Jennifer se acercó más y su voz se volvió algo fea.
Eres una vieja amargada que no soporta que tu hijo ya tenga esposa. Estás celosa. Todo esto es porque no te dejé controlar nuestra Navidad.
“Esto es porque me has quitado 44.000 dólares en tres años”.
El número quedó flotando en el aire.
La cara de Michael se puso blanca.
“No es... no fue tanto.”
Tengo todos los recibos y extractos bancarios. ¿Quiere que le muestre la hoja de cálculo?
Jennifer agarró el brazo de Michael.
No tenemos por qué escuchar esto. Michael, vámonos. Está claro que no nos va a ayudar.

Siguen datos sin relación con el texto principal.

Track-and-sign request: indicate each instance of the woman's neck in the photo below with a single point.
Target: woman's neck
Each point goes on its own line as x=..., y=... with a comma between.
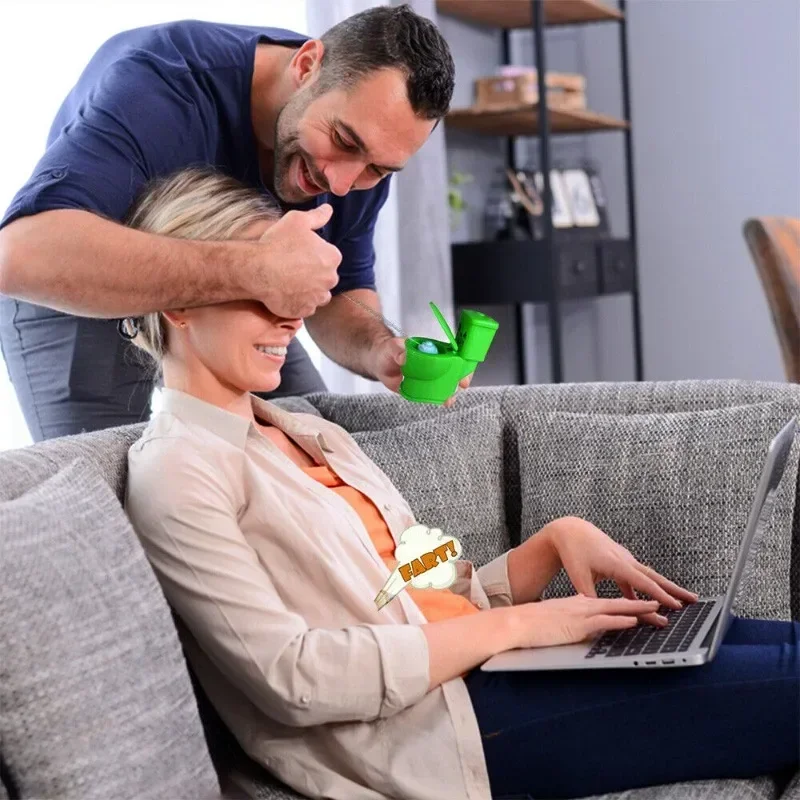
x=208, y=388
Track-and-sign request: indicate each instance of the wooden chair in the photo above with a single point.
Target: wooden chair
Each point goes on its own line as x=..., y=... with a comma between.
x=774, y=244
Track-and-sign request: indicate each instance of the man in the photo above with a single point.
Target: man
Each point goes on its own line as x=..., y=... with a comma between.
x=321, y=124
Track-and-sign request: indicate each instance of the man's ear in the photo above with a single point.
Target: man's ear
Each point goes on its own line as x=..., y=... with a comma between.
x=174, y=318
x=306, y=62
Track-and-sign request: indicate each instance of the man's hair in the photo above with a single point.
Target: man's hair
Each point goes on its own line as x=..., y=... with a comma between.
x=385, y=38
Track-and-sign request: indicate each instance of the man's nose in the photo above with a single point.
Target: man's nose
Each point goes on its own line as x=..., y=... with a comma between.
x=341, y=177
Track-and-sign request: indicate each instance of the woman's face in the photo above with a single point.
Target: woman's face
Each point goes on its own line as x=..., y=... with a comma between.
x=242, y=343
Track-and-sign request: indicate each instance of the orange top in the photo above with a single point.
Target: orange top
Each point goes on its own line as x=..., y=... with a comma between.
x=435, y=604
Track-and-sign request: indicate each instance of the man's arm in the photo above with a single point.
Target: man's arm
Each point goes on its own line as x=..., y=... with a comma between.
x=63, y=244
x=347, y=333
x=77, y=262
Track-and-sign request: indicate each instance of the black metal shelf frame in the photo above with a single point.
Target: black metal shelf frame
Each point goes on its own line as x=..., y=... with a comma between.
x=551, y=290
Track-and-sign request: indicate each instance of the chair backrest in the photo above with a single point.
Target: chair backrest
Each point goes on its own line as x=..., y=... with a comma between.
x=774, y=244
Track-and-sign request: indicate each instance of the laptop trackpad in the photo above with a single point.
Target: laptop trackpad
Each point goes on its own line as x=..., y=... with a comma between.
x=539, y=658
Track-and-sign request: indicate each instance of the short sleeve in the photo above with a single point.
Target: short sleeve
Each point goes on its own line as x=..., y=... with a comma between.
x=141, y=120
x=357, y=270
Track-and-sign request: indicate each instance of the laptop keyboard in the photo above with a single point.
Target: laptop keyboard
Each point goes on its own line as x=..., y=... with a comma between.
x=676, y=637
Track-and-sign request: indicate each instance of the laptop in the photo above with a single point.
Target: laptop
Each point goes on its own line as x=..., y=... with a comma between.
x=694, y=632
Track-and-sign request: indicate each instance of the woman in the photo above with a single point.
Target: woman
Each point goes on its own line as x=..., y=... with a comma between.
x=271, y=534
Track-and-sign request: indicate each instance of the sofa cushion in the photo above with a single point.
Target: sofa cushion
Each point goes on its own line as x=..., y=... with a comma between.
x=22, y=470
x=450, y=470
x=95, y=694
x=375, y=412
x=675, y=489
x=755, y=789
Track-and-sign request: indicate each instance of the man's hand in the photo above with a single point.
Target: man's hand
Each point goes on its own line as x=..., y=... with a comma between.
x=588, y=555
x=387, y=358
x=296, y=268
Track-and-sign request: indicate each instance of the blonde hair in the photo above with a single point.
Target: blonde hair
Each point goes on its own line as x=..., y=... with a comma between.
x=195, y=203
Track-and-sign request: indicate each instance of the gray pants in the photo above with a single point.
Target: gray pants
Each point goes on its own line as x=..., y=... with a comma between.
x=75, y=374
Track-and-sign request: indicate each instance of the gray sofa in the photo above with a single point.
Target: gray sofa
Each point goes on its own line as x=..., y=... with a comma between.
x=96, y=700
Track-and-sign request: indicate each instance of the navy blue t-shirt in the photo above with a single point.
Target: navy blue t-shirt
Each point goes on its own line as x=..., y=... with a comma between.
x=159, y=99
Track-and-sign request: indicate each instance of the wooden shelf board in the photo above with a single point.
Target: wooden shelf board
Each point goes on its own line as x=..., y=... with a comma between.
x=524, y=121
x=517, y=13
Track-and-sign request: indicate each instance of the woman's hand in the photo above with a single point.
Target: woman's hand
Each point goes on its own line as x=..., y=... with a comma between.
x=588, y=555
x=567, y=620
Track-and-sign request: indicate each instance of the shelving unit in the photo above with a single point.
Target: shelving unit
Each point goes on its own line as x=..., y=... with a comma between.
x=546, y=270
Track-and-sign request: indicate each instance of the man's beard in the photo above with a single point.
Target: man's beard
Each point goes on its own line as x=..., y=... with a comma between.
x=286, y=148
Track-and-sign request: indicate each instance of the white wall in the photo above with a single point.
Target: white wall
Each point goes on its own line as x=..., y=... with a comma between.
x=38, y=66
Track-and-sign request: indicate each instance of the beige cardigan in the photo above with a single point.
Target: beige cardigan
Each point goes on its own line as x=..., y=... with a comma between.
x=274, y=578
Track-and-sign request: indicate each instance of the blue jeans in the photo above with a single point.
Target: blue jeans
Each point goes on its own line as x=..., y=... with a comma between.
x=568, y=734
x=74, y=374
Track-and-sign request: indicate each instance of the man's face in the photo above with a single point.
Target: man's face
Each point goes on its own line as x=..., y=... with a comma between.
x=341, y=141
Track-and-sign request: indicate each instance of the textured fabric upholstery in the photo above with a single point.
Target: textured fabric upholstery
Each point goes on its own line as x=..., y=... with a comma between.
x=675, y=489
x=374, y=416
x=375, y=412
x=96, y=701
x=460, y=490
x=759, y=789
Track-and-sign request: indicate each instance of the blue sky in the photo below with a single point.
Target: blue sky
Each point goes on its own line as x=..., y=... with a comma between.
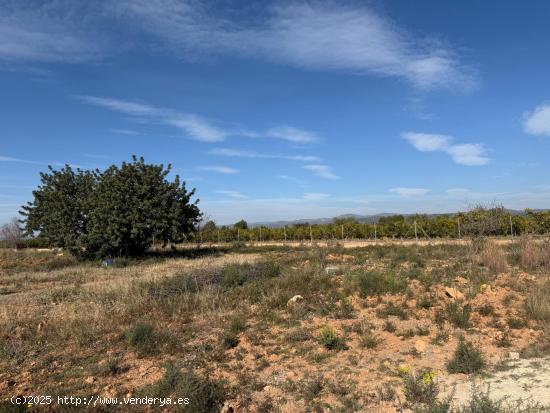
x=284, y=110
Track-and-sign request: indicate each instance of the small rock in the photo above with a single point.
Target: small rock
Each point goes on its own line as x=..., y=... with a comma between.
x=227, y=408
x=294, y=300
x=420, y=346
x=454, y=293
x=331, y=269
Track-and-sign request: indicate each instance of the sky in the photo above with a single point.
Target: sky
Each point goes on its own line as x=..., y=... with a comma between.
x=287, y=109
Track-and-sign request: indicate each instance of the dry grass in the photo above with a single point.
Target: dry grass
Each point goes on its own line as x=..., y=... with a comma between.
x=492, y=256
x=537, y=304
x=225, y=316
x=534, y=255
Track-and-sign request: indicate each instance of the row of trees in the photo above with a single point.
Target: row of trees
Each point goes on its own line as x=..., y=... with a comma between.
x=479, y=221
x=120, y=211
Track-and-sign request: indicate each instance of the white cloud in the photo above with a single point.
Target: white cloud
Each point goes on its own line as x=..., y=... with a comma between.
x=408, y=192
x=427, y=142
x=315, y=196
x=192, y=125
x=232, y=194
x=322, y=171
x=292, y=134
x=240, y=153
x=219, y=169
x=538, y=121
x=469, y=154
x=320, y=36
x=327, y=36
x=197, y=128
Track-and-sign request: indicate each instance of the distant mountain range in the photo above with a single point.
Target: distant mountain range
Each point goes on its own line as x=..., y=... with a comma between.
x=369, y=219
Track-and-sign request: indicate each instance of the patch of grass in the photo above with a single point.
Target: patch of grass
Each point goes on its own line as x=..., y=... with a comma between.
x=537, y=303
x=204, y=394
x=486, y=310
x=466, y=359
x=368, y=339
x=329, y=338
x=493, y=258
x=420, y=387
x=392, y=310
x=376, y=283
x=143, y=338
x=389, y=326
x=458, y=314
x=516, y=323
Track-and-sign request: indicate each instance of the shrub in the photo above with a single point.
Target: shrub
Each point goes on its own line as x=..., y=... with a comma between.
x=486, y=309
x=534, y=255
x=537, y=303
x=373, y=282
x=170, y=286
x=458, y=315
x=143, y=338
x=420, y=387
x=466, y=359
x=328, y=338
x=392, y=310
x=494, y=258
x=368, y=339
x=204, y=394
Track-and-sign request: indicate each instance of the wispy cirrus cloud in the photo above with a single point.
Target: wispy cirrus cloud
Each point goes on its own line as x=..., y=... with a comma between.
x=468, y=154
x=315, y=36
x=409, y=192
x=537, y=122
x=219, y=169
x=315, y=196
x=322, y=171
x=291, y=134
x=231, y=194
x=240, y=153
x=193, y=126
x=320, y=36
x=197, y=127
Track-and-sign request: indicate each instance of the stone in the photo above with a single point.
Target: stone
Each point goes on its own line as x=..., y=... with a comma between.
x=294, y=300
x=227, y=408
x=420, y=346
x=454, y=293
x=331, y=269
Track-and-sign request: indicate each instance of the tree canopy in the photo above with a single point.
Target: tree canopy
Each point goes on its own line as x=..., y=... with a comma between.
x=120, y=211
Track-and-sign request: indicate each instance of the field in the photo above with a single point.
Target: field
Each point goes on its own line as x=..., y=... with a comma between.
x=382, y=327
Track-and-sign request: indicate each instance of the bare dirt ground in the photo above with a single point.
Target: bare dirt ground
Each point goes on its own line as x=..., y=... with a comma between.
x=396, y=308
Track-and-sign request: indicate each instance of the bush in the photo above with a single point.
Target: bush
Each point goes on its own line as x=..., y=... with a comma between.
x=373, y=283
x=466, y=359
x=420, y=387
x=143, y=338
x=537, y=303
x=494, y=258
x=204, y=394
x=328, y=338
x=458, y=315
x=534, y=255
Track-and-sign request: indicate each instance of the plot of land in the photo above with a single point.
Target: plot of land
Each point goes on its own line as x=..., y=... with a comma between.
x=273, y=328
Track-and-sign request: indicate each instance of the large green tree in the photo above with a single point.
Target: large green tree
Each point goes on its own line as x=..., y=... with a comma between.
x=118, y=212
x=60, y=209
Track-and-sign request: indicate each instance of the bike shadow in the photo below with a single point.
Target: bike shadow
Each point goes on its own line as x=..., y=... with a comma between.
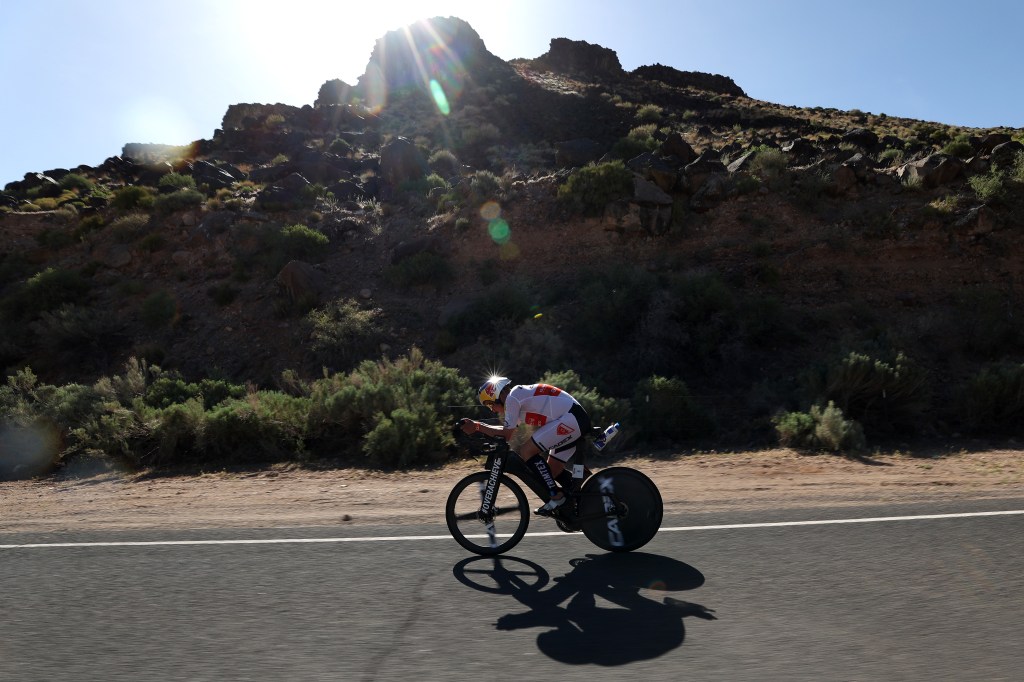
x=634, y=628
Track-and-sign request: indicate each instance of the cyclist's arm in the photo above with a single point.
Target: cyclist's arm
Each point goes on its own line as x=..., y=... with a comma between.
x=470, y=426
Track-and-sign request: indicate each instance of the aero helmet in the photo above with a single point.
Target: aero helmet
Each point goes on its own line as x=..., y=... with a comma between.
x=493, y=388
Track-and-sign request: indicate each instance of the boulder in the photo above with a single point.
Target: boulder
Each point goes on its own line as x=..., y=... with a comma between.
x=675, y=145
x=301, y=281
x=290, y=193
x=933, y=171
x=401, y=161
x=576, y=153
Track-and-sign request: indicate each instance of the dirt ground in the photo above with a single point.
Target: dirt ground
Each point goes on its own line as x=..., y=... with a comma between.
x=285, y=497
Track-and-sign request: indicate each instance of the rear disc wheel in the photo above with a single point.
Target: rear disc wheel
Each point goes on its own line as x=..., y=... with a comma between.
x=622, y=509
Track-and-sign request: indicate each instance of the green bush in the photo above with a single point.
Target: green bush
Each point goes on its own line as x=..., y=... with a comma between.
x=127, y=228
x=394, y=413
x=264, y=426
x=648, y=113
x=992, y=186
x=171, y=389
x=881, y=394
x=77, y=182
x=75, y=328
x=133, y=197
x=665, y=410
x=500, y=307
x=819, y=429
x=590, y=188
x=993, y=399
x=300, y=242
x=602, y=410
x=960, y=147
x=45, y=291
x=175, y=181
x=484, y=185
x=182, y=200
x=444, y=163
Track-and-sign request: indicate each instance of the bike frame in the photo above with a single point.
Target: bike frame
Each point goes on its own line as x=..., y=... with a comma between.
x=502, y=459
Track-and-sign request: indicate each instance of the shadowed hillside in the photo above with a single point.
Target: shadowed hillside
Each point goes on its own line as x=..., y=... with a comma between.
x=717, y=267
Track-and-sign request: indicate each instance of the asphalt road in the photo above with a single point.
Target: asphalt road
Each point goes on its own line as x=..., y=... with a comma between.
x=913, y=599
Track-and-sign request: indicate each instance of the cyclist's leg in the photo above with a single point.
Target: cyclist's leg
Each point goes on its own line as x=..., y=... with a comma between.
x=530, y=454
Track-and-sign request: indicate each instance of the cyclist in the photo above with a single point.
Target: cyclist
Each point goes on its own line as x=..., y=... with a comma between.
x=559, y=422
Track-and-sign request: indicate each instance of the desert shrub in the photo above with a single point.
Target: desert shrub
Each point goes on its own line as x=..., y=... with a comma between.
x=991, y=186
x=77, y=182
x=342, y=333
x=590, y=188
x=993, y=399
x=881, y=394
x=483, y=185
x=159, y=309
x=175, y=181
x=960, y=146
x=182, y=200
x=341, y=146
x=301, y=242
x=602, y=410
x=819, y=429
x=263, y=426
x=444, y=163
x=169, y=389
x=45, y=291
x=665, y=410
x=639, y=140
x=73, y=327
x=394, y=413
x=132, y=197
x=127, y=228
x=648, y=114
x=42, y=419
x=770, y=163
x=891, y=157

Pero Michael me estaba mirando.
“¿Cuarenta y cuatro mil?”
“Sí. 44.350 dólares, para ser exactos.”
—Te lo devolveremos —dijo rápidamente—. Lo haremos. Te lo prometo. Solo danos tiempo. Sigue ayudándonos con el alquiler seis meses más y...
"No."
Jennifer explotó.
¡Qué egoísta! Vamos a perder nuestro apartamento. ¿Adónde se supone que vamos a ir?
“Ese no es mi problema, Jennifer.”
¿No es tu problema? Es tu hijo. ¿Qué clase de madre echa a su hijo a la calle?